When they had finished breakfast, Jesus said to Simon Peter, “Simon son of John, do you love me more than these?”  He said to him, “Yes, Lord; you know that I love you.”  He said to him, “Feed my lambs.”  A second time he said to him, “Simon, son of John, do you love me?”  He said to him, “Yes, Lord; you know that I love you.”  He said to him, “Tend my sheep.”  He said to him the third time, “Simon, son of John, do you love me?”  Peter was grieved because he said to him a third time, “Do you love me?”  And he said to him, “Lord, you know everything; you know that I love you.”  Jesus said to him, “Feed my sheep.” — John 21:15-17

Before anyone asks, this isn’t going to be a treatment of the issue of agape and filio in this selection.  While I find that both stimulating and moving, it’s not why I’m here today.  That said…

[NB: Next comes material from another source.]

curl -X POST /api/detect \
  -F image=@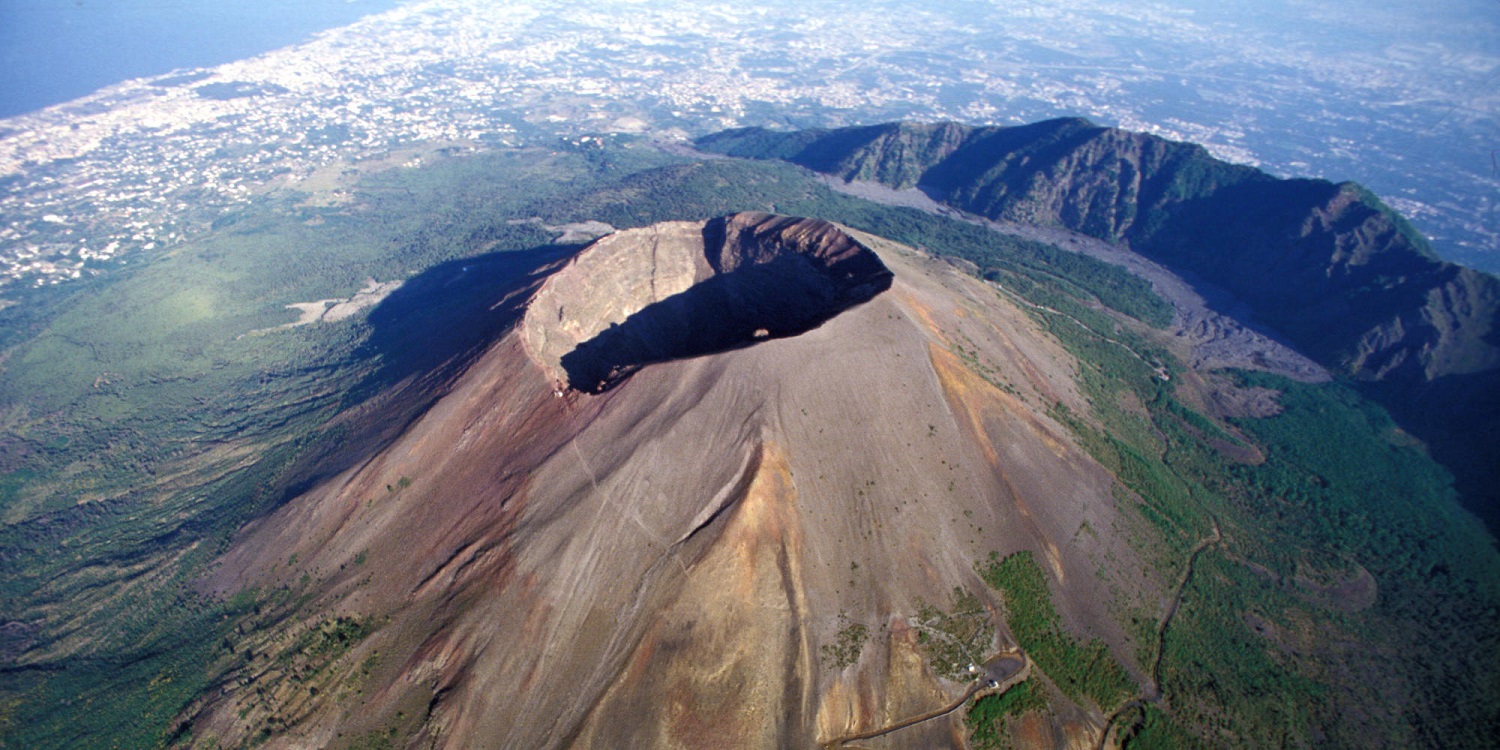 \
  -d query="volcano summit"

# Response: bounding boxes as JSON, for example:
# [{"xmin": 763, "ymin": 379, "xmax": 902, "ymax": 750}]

For some reason this passage came into my head several days ago and I’ve been mulling it over ever since.  I’ve always felt a particular attachment to Peter due to the dual reasons of our shared name and personality.  And perhaps because we both continually find new ways to screw up and are gently dusted off by our Lord and set on a straight path again.

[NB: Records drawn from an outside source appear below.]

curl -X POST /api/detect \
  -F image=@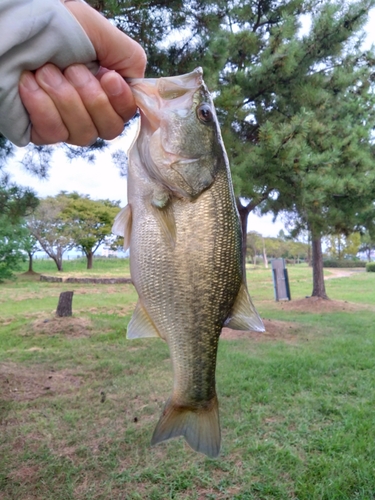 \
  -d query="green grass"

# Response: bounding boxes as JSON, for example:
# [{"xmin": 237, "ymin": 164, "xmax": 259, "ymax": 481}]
[{"xmin": 0, "ymin": 260, "xmax": 375, "ymax": 500}]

It is with that in mind that I look at this not as a proof-text but as something even greater than the simple words on the page.  To me this is not just a conversation between two men, or even between a man and God – it is a question asked to each and every one of us and a way of framing every decision we make in our lives from here on out.  Do you love me more than these?

Several days ago my best friend’s father passed away.  This got me thinking about the judgment each person faces after death.  Now, as far as I know, the Church has no official teaching about how exactly this judgment will go, but I get the feeling this question will have something to do with it – Do you love me more than these?  Imagine having that question posed to you by Jesus Himself, seeing the nail marks in His hands and then saying, “yes Lord, I do.”  I wonder … could I say that?  Could I say it now, will I be able to say it then?

There is, of course, more to it than that.  One question has long vexed me – who or what are the “these” to which He refers?  Generally it’s understood Jesus is asking Peter if he loves Him more than do the other Apostles.  That is not however, at least in the English translation, the only way it can be interpreted.

Wrapped in the question is also, “do you love me more than these” – i.e. does your love for Jesus outweigh your love for everyone else, even your closest friends and family.  Does Jesus come first, and do you really love everyone else through the lens of your love for Him?  It sounds like an easy question to answer to many, but when you really get down and wrestle with it, well, do I?

The net can be cast yet wider too.  Do I love Him more than all the other gadgets, gizmos, trophies, quests, people and places in my life?  When it comes down to it, when my love for Him is placed on one side of a scale and my love for all the other people, places and things in my life on the other, which way would it tip?  When I look at the places I go, the people I see, the things I do – do they resonate with a love for Him that surpasses my love for anything else?  Do I, really, love Him more than these?

Thoughts such as these are usually greeted with a friendly reminder about keeping balance in life.  As much as I appreciate these comments, and I truly do for my life seems to have all the balance of a broken Weeble-wobble at times, it stands in stark contrast to the complete, and some would say reckless, abandon found in the examples of so many of the saints.  It is, as a friend said recently, very hard to look a spouse or a child right in the eye and know that we are called to love God even more.

The call, it seems, is impossible.  But that doesn’t make it any less real or any less necessary.  For me, for you, this is impossible, but only if we do it alone.  There are no unfunded mandates with God; all we have to do is step back, relax, and cooperate with the grace God offers us.  The only thing stopping us … is us.  So, “Do you love me more than these?”  Lord, help me to love You that much.